5. En troisième lieu, en vertu des dispositions du code du travail, les salariés légalement investis de fonctions syndicales ou de représentation bénéficient, dans l'intérêt de l'ensemble des travailleurs qu'ils représentent, d'une protection exceptionnelle. Lorsque le licenciement de l'un de ces salariés est envisagé, ce licenciement ne doit pas être en rapport avec les fonctions représentatives normalement exercées ou l'appartenance syndicale de l'intéressé. Dans le cas où la demande de licenciement est motivée par un comportement fautif, il appartient à l'inspecteur du travail saisi et, le cas échéant, au ministre compétent de rechercher, sous le contrôle du juge de l'excès de pouvoir, si les faits reprochés au salarié sont d'une gravité suffisante pour justifier son licenciement, compte tenu de l'ensemble des règles applicables au contrat de travail de l'intéressé et des exigences propres à l'exécution normale du mandat dont il est investi.

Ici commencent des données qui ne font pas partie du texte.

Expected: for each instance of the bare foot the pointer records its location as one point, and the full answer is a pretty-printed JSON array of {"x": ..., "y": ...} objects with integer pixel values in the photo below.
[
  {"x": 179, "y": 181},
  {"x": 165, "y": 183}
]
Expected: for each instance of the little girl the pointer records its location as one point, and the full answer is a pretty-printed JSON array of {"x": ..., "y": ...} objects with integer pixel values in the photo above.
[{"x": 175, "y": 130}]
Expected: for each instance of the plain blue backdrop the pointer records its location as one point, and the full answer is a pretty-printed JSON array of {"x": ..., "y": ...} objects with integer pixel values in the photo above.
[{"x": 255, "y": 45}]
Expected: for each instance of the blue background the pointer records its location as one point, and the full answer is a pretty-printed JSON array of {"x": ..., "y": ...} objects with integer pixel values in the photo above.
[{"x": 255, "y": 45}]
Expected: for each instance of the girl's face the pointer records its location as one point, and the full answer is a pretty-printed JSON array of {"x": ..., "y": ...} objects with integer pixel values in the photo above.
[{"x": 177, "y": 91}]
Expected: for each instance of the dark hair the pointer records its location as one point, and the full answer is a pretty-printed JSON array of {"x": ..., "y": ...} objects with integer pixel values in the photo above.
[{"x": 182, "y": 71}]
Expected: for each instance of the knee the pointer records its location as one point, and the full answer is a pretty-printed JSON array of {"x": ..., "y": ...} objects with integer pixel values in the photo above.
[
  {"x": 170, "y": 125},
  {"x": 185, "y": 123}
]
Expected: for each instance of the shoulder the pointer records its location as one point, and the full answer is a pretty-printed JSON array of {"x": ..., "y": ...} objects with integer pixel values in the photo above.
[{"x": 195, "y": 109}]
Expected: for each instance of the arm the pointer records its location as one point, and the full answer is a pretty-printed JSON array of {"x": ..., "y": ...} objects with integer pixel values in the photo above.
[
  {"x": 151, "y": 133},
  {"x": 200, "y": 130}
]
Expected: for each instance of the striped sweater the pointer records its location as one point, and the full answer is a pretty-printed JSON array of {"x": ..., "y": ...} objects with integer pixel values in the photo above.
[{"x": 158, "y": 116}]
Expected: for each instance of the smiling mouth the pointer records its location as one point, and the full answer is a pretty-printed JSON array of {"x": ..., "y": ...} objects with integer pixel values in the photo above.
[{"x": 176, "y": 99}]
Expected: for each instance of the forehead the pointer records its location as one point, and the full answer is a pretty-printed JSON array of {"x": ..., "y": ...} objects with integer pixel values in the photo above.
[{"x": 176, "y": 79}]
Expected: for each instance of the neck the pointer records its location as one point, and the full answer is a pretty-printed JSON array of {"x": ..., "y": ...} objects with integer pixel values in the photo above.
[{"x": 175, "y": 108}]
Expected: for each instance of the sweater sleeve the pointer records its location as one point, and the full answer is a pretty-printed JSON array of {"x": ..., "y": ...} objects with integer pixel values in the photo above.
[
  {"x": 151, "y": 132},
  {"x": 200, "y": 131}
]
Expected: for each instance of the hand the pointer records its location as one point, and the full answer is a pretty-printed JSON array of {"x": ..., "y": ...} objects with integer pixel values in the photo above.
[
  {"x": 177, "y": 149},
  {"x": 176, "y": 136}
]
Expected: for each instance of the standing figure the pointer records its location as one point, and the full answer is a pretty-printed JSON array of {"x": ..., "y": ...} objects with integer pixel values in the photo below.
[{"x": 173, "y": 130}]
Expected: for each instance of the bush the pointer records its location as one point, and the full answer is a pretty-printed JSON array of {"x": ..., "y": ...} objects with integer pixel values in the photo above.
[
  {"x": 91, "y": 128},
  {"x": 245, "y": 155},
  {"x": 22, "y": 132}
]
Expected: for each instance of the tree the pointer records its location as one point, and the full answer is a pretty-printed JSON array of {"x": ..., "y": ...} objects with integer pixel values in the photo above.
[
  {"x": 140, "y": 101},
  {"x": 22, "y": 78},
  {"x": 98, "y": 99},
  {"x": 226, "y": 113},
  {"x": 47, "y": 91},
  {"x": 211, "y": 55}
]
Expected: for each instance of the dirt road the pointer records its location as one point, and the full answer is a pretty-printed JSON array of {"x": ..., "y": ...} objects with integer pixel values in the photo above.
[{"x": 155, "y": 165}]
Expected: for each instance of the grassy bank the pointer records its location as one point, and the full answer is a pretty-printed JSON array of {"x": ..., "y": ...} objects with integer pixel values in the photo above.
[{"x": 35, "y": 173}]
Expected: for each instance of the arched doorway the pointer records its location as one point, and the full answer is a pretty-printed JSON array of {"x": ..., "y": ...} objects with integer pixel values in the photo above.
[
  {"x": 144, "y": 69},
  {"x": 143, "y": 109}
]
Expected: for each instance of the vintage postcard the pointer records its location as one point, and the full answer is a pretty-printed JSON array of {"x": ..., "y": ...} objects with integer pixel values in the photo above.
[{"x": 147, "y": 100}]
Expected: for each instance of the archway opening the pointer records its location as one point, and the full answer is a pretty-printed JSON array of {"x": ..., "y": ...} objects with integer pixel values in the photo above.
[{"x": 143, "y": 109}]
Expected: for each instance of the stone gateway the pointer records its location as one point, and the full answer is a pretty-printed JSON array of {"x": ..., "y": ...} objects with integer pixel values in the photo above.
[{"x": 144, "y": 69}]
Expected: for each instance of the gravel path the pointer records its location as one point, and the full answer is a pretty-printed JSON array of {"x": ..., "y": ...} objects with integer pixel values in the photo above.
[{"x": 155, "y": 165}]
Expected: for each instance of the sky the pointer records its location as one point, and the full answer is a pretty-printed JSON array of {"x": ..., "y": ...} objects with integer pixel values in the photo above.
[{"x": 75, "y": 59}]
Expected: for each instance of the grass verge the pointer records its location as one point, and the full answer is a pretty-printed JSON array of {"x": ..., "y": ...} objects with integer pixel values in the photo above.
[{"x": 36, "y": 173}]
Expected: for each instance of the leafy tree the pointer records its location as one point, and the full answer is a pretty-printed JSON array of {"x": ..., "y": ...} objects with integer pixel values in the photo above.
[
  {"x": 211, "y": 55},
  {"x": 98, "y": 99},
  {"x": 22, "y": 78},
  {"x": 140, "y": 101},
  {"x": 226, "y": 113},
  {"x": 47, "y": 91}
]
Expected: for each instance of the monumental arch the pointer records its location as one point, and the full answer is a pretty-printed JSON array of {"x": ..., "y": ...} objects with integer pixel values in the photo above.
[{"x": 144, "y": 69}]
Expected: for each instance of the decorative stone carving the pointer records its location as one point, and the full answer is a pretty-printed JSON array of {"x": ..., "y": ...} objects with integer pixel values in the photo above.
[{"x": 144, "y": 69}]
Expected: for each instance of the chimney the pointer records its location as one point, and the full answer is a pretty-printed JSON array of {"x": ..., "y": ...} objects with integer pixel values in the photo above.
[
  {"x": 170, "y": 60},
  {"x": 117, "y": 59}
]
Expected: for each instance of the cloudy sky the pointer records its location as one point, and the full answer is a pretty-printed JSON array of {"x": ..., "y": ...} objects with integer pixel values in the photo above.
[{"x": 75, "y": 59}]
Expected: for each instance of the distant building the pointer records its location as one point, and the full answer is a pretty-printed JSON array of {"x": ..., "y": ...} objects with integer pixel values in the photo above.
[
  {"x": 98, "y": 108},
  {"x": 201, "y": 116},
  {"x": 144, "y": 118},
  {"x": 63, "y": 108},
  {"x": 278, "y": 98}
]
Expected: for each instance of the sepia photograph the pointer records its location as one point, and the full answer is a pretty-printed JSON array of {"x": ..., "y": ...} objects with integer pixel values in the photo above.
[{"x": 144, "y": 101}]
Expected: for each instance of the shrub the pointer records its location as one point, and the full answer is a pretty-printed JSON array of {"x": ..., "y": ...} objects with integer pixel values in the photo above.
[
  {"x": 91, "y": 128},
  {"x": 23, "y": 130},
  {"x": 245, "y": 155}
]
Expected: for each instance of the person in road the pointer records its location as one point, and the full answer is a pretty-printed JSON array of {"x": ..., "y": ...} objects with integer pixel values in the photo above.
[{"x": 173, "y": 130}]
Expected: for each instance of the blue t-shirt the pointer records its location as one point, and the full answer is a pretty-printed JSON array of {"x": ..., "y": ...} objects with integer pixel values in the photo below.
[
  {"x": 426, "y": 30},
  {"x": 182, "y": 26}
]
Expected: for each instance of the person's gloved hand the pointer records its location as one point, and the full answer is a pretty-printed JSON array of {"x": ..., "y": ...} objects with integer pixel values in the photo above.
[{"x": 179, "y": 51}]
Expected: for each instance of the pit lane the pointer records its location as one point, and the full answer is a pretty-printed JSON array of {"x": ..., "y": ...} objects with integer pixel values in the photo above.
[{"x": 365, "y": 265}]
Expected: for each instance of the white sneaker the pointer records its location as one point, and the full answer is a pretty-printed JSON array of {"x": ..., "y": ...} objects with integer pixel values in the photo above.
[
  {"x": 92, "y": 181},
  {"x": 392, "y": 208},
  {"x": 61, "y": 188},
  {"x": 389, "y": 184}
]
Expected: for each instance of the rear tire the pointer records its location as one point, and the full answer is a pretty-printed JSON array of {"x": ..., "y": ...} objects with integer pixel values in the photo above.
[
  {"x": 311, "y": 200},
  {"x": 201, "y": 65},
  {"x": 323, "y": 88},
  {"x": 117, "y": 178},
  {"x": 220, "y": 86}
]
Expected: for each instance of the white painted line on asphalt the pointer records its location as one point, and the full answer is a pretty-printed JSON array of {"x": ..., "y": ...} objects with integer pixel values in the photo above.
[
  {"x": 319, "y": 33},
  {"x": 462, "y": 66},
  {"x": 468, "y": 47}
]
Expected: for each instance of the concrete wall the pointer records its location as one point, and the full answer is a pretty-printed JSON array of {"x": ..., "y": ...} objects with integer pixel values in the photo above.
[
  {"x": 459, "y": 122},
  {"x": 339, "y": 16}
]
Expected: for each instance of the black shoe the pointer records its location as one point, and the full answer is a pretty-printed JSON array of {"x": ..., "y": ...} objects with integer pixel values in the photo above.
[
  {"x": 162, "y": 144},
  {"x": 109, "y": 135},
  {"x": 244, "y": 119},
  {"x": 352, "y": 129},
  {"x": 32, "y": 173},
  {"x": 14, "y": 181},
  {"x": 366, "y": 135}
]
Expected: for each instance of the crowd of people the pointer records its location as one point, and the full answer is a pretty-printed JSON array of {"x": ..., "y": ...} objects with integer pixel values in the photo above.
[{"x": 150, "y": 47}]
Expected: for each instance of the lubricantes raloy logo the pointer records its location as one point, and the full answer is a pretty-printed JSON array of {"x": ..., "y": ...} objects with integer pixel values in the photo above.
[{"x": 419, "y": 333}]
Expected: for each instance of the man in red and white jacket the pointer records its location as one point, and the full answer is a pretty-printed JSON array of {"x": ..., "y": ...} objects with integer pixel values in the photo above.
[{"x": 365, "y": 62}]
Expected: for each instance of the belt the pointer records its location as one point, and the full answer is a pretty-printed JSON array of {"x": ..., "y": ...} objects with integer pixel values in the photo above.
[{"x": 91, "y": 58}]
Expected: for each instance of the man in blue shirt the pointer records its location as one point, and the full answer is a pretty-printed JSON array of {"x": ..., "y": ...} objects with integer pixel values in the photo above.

6. Il ressort des pièces du dossier que le 3 octobre 2013, alors que M. D..., se trouvant aux commandes d'un pont roulant, procédait au chargement de barres d'aluminium dans un camion, le câble du palan de cet appareil a été coincé dans un montant de l'armature de la remorque. Le câble et le palan ont été endommagés ce qui a rendu le pont roulant inutilisable pendant deux semaines. La SAS Ecodis reproche à ce salarié de ne pas avoir fait face au palan lors de la manoeuvre et, ainsi, de s'être rendu compte trop tard de ce que le câble et le palan étaient pris dans un montant de l'armature de la remorque. Il ressort des termes du procès-verbal de la réunion du comité d'entreprise du 17 octobre 2013, qui n'a fait l'objet d'aucune contestation par l'intéressé, que M. D... " a reconnu les faits qui lui sont reprochés : c'est bien lui qui a abîmé le pont et il reconnaît avoir tourné le dos pendant la manoeuvre alors que le pont n'était manifestement pas dégagé de tout obstacle ". Dans un courriel daté du 4 octobre 2013, soit le lendemain de l'incident, son supérieur hiérarchique a relaté les propos tenus par M. D... aux termes desquels il se tenait dos au palan pendant la manoeuvre en cause. Si, dans une lettre du 15 mai 2014 adressée au ministre chargé du travail, M. D... a déclaré : " je me suis dirigé vers le second fagot restant attentif à ma direction (pour ne pas trébucher sur des palettes), tout en regardant régulièrement le crochet du palan qui était sans charge ", il ressort des pièces du dossier qu'il devait se tenir immobile et suivre le mouvement du palan pendant la manoeuvre de chargement. Ainsi, l'exactitude matérielle des faits qui lui sont reprochés est établie.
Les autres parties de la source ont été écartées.